Businesses are now able to produce more valuable data insights than ever thanks to an explosion of tools that support the analytic engineering function. Cloud data warehouses like Snowflake, Amazon Redshift or Google BigQuery have improved their ability to collect, store and run complex analyses in a single location. It can be easy to be caught off guard by runaway cloud service costs, and finance teams often find themselves unequipped to manage these new expenses.
Data teams can help avoid these situations by embracing financial operations as a shared responsibility. Our data team here at Ramp applies the same operational rigor to our own processes that we do to our customers. In this article, we’ll discuss how Ramp’s data team implemented targeted cloning strategies in Snowflake to keep up with the pace of innovation while not breaking the bank.

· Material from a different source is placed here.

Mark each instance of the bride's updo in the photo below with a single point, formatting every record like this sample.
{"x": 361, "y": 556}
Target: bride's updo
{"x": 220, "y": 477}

Ramp leverages an extract, load, transform (ELT) paradigm. At the core of our data operations is Snowflake, which acts both as a refinery for raw data (in conjunction with dbt) and as a warehouse for cleaned data to be consumed by a variety of functions across marketing automation, sales operations, underwriting, and capital markets, to name a few. Snowflake is one of our newest products, having been added to our data toolbelt in July 2022. We chose Snowflake for its ability to scale alongside us, both in terms of handling our growing workloads and providing features for our developers to continue to iterate quickly.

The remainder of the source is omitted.